SENTV : À Abidjan, l’élection du nouveau président de la Banque africaine de développement (BAD) entre dans sa phase décisive. Cinq candidats, cinq profils aux parcours distincts, mais un seul objectif : impulser une nouvelle dynamique de développement pour l’Afrique. À quelques heures du scrutin, le suspense reste entier.
Le mandat d’Akinwumi Adesina touche à sa fin, laissant derrière lui un héritage marqué par une forte mobilisation autour des infrastructures vertes et des réformes structurelles. À sa succession, cinq figures de proue de la finance et du développement africain, dont les trajectoires révèlent la diversité des compétences et des visions stratégiques.
Amadou Hott, le stratège des infrastructures
Ancien vice-président de la BAD en charge de l’énergie et du changement climatique, le Sénégalais Amadou Hott est loin d’être un inconnu dans les arcanes de l’institution. Ce spécialiste des marchés financiers, formé entre New York et Londres, a notamment dirigé le Fonds souverain sénégalais (FONSIS) et piloté des réformes majeures dans le secteur de l’énergie. En 2017, il avait convaincu la BAD d’investir exclusivement dans les énergies renouvelables pour la production électrique. Nommé envoyé spécial pour l’Alliance pour l’infrastructure verte en Afrique (AGIA), il se positionne comme l’homme des projets structurants et durables.

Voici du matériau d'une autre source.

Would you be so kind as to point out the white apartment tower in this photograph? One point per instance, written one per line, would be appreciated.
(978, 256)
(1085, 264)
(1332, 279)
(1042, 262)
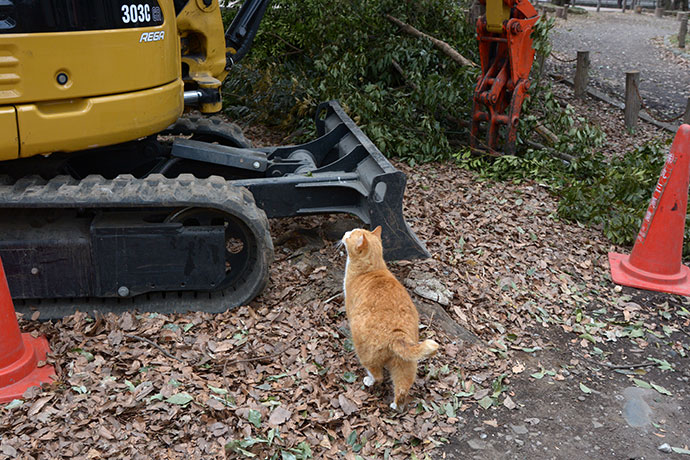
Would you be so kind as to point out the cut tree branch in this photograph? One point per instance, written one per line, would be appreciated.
(440, 44)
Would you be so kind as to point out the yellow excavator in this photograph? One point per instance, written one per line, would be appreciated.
(112, 199)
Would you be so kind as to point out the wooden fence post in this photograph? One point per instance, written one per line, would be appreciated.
(581, 74)
(632, 101)
(659, 11)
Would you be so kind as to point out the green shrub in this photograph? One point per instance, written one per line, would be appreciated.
(311, 51)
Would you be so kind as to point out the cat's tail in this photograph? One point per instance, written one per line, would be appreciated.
(409, 351)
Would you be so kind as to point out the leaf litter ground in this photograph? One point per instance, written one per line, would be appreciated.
(534, 343)
(279, 377)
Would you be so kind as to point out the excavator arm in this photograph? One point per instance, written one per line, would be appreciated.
(506, 53)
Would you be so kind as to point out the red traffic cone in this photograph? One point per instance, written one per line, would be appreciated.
(19, 353)
(655, 261)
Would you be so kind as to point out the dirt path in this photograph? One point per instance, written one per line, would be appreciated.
(620, 42)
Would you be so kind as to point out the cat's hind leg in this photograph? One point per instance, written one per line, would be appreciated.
(402, 374)
(374, 374)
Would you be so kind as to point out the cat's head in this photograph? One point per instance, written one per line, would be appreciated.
(363, 244)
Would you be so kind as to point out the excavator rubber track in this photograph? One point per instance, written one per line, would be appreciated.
(154, 192)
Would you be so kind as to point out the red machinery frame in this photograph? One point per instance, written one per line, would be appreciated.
(506, 60)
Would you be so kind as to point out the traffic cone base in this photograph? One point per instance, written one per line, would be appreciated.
(23, 373)
(655, 262)
(623, 272)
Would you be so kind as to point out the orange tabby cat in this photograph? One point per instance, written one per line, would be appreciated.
(383, 320)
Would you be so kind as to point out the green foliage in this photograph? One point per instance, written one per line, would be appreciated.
(401, 91)
(615, 196)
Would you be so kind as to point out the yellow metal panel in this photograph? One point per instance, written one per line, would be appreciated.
(9, 143)
(496, 13)
(77, 124)
(96, 62)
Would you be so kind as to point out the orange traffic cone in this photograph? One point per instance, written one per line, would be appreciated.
(655, 261)
(19, 353)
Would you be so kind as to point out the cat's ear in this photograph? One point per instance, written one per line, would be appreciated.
(361, 242)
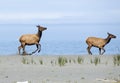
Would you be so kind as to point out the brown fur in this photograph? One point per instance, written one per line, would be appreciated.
(98, 42)
(31, 39)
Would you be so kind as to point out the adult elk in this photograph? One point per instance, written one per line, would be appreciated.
(98, 42)
(31, 39)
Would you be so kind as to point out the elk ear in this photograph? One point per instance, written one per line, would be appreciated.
(108, 33)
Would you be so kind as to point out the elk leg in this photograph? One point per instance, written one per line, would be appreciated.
(103, 51)
(38, 49)
(19, 48)
(24, 52)
(88, 48)
(100, 51)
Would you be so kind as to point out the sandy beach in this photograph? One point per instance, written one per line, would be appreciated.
(49, 69)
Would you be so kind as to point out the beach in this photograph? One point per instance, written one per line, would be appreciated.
(59, 69)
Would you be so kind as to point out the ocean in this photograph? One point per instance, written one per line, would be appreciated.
(59, 39)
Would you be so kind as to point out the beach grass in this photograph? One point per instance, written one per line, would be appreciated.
(116, 60)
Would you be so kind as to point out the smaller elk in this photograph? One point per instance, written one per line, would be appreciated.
(31, 39)
(98, 42)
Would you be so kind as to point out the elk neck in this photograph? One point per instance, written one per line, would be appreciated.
(107, 40)
(39, 34)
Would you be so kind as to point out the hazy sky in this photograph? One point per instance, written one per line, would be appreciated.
(59, 11)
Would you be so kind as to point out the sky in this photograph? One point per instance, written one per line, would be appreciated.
(59, 11)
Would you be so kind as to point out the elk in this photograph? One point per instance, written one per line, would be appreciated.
(31, 39)
(99, 43)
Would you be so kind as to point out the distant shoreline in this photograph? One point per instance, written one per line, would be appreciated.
(59, 69)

Sidi Ould Tah, le diplomate financier
Directeur général de la Banque arabe pour le développement économique en Afrique (BADEA) depuis 2015, le Mauritanien Sidi Ould Tah conjugue expertise économique et finesse diplomatique. Ancien ministre des Affaires économiques, il a siégé dans les principales institutions multilatérales du continent. Son profil, à la croisée des mondes arabe et africain, lui confère une stature panafricaine. Docteur en économie, il mise sur un leadership conciliant, fondé sur la coopération Sud-Sud et l’investissement agricole et productif.
Mahamat Abbas Tolli, la rigueur de la zone Cemac
Fort du soutien affiché de la Communauté économique et monétaire de l’Afrique centrale (CEMAC), le Tchadien Mahamat Abbas Tolli mise sur une candidature de stabilité monétaire et de réformes internes. Ancien gouverneur de la BEAC (Banque des États de l’Afrique centrale) et ministre des Finances, son passage à la tête de la BDEAC a été marqué par une gouvernance renforcée et une hausse spectaculaire des financements accordés aux projets régionaux. Il incarne une approche rigoureuse, axée sur la performance et la transparence.
Samuel Munzelé, le technocrate mondial
Zambien d’origine, Samuel Munzele Maimbo apporte une touche onusienne et multilatérale à cette course. Vice-président de la Banque mondiale jusqu’en janvier 2025, il a dirigé des unités stratégiques en planification, financement climatique et développement des marchés de capitaux. À l’IDA, il a piloté la mobilisation des ressources pour les pays à faible revenu. Son regard global sur les défis africains et sa proximité avec les bailleurs de fonds internationaux font de lui un candidat au profil très internationalisé.
Swazi Tshabalala, la voie interne
Première femme à occuper le poste de vice-présidente financière de la BAD, la Sud-Africaine Bajabulile Swazi Tshabalala est également la seule candidate ayant exercé de hautes fonctions au sein de l’institution sans interruption depuis 2018. Elle a été l’architecte financière des négociations pour la reconstitution du Fonds africain de développement (FAD-15) et de l’augmentation de capital de la Banque. Passée par le secteur privé sud-africain, elle symbolise une forme de continuité et de réforme de l’intérieur, avec un accent sur la solidité des mécanismes financiers.
Une élection sous haute tension diplomatique : Si chaque candidat peut se targuer de solides appuis institutionnels, les équilibres régionaux, les jeux d’alliances entre États membres, et les arbitrages des grands actionnaires non africains (notamment les pays européens, asiatiques et les États-Unis) pèseront lourd dans le choix final. L’issue du vote pourrait être influencée par la capacité de mobilisation régionale autant que par les orientations politiques du futur président.
Un tournant pour la BAD et pour l’Afrique : Plus qu’un changement de visage à la tête de la BAD, cette élection cristallise les attentes d’un continent confronté à des défis majeurs : résilience économique post-Covid, transition énergétique, industrialisation, climat, dette souveraine. Le successeur d’Adesina devra redéfinir les priorités de financement pour ancrer le développement africain dans un nouveau paradigme : celui de la durabilité, de la souveraineté financière et de la coopération inclusive.
À Abidjan, le verdict est attendu dans les heures à venir. L’Afrique retient son souffle.